To present a rare presentation of Lambert-Eaton: oculo-bulbar-onset

To demonstrate the importance of paraneoplastic antibody clinical correlation

Background:

Lambert-Eaton myasthenic syndrome (LEMS) is a paraneoplastic syndrome associated with small cell lung cancer due to P/Q-type voltage-gated calcium channel which manifests with proximal weakness with caudocranial spread, dysautonomia, and areflexia.
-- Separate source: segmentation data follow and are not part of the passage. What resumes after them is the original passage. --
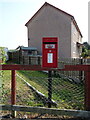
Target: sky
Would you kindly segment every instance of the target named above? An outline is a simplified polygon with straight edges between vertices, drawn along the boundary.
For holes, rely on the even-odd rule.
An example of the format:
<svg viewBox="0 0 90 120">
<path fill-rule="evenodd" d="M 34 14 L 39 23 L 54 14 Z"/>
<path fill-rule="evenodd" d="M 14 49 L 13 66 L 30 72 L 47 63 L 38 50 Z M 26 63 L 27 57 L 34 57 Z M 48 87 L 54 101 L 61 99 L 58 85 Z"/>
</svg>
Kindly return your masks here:
<svg viewBox="0 0 90 120">
<path fill-rule="evenodd" d="M 45 2 L 73 15 L 88 42 L 88 0 L 0 0 L 0 46 L 28 46 L 25 23 Z"/>
</svg>

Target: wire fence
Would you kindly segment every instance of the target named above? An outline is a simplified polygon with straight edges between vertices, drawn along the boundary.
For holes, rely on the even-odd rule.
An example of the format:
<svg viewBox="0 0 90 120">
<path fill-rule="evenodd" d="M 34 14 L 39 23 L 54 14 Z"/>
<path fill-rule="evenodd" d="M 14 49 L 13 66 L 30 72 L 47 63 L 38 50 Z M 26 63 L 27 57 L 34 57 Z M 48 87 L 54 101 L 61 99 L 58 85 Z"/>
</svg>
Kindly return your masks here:
<svg viewBox="0 0 90 120">
<path fill-rule="evenodd" d="M 11 104 L 10 71 L 3 71 L 0 104 Z M 73 82 L 46 71 L 17 71 L 16 104 L 84 110 L 84 82 Z"/>
</svg>

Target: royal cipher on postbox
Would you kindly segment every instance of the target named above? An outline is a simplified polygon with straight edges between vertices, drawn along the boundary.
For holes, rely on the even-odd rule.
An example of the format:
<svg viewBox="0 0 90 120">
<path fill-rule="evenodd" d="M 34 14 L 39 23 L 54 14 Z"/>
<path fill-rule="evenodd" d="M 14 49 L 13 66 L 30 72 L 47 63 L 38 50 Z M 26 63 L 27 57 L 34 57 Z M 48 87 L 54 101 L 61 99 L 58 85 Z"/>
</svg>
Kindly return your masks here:
<svg viewBox="0 0 90 120">
<path fill-rule="evenodd" d="M 42 39 L 42 67 L 58 67 L 57 37 L 44 37 Z"/>
</svg>

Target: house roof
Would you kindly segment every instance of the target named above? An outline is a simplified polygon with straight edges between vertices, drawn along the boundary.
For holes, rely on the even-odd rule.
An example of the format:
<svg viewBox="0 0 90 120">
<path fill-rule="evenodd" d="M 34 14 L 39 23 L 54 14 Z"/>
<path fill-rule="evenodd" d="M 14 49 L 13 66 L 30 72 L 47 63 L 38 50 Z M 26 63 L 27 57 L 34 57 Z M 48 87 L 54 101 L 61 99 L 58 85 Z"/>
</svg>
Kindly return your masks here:
<svg viewBox="0 0 90 120">
<path fill-rule="evenodd" d="M 55 8 L 56 10 L 64 13 L 65 15 L 69 16 L 69 17 L 71 18 L 73 24 L 75 25 L 77 31 L 79 32 L 79 34 L 81 35 L 81 37 L 83 37 L 83 36 L 82 36 L 82 33 L 80 32 L 80 29 L 79 29 L 79 27 L 78 27 L 78 25 L 77 25 L 77 22 L 76 22 L 74 16 L 72 16 L 71 14 L 69 14 L 69 13 L 67 13 L 67 12 L 65 12 L 65 11 L 63 11 L 63 10 L 61 10 L 61 9 L 59 9 L 59 8 L 57 8 L 57 7 L 49 4 L 49 3 L 47 3 L 47 2 L 44 3 L 44 5 L 33 15 L 33 17 L 31 17 L 31 19 L 25 24 L 25 26 L 28 26 L 28 24 L 34 19 L 34 17 L 36 17 L 36 15 L 41 11 L 41 9 L 42 9 L 43 7 L 45 7 L 45 6 L 47 6 L 47 5 Z"/>
<path fill-rule="evenodd" d="M 15 50 L 17 51 L 17 50 L 37 50 L 37 48 L 35 48 L 35 47 L 24 47 L 24 46 L 18 46 Z"/>
</svg>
The electrophysiologic findings include low compound muscle action potential, decrement on slow stimulation, and facilitation with exercise/fast stimulation. TRIM46 antibody presents with subacute progressive cerebellar ataxia while GAD-65 antibody presents with stiff-person syndrome, cerebellar ataxia, and limbic encephalitis.

Design/Methods:
NA
Results:

A 66-year-old woman with an 80-pack-year smoking history presented with subacute ptosis, diplopia, facial palsy, dysarthria, dizziness, syncope, headache, and behavior and cognitive changes after 2 weeks of excessive alcohol consumption due to bereavement. MRI/MRA brain were normal. She was empirically treated for Wernicke encephalopathy without improvement. Due to persistent symptoms, she presented to our institution where her exam was significant for mild cognitive impairment, dysconjugate gaze, fatigable ptosis, proximal limb weakness, hyporeflexia, limb and truncal ataxia. Nerve conduction studies revealed low amplitude compound muscle action potentials of the left fibular, tibial, ulnar, and facial nerves. Repetitive nerve stimulation after a 10-second exercise showed 187% facilitation of the left fibular and 407% facilitation of the left facial nerves. Acetylcholine receptor-binding antibody was negative, however P/Q calcium (0.25; cutoff<0.02), serum TRIM46 (1:15360), CSF TRIM46 (1:256), serum GAD-65 (18.9; cutoff<0.02), and CSF GAD-65 (0.33; cutoff <0.02) were positive. CSF analysis revealed lymphocytic pleocytosis. Biopsy of an enlarged porta hepatis lymph node was positive for metastatic small cell lung carcinoma. She was started on 3,4-diaminopyridine, IV methylprednisolone, pyridostigmine, and chemotherapy with neurologic stability at 3-month follow-up.

Conclusions:

Rarely, LEMS can initially present with oculo-bulbar symptoms despite usually being a late presentation. Repetitive nerve stimulation helps in differentiating the cause of oculo-bulbar symptoms from other paraneoplastic syndromes.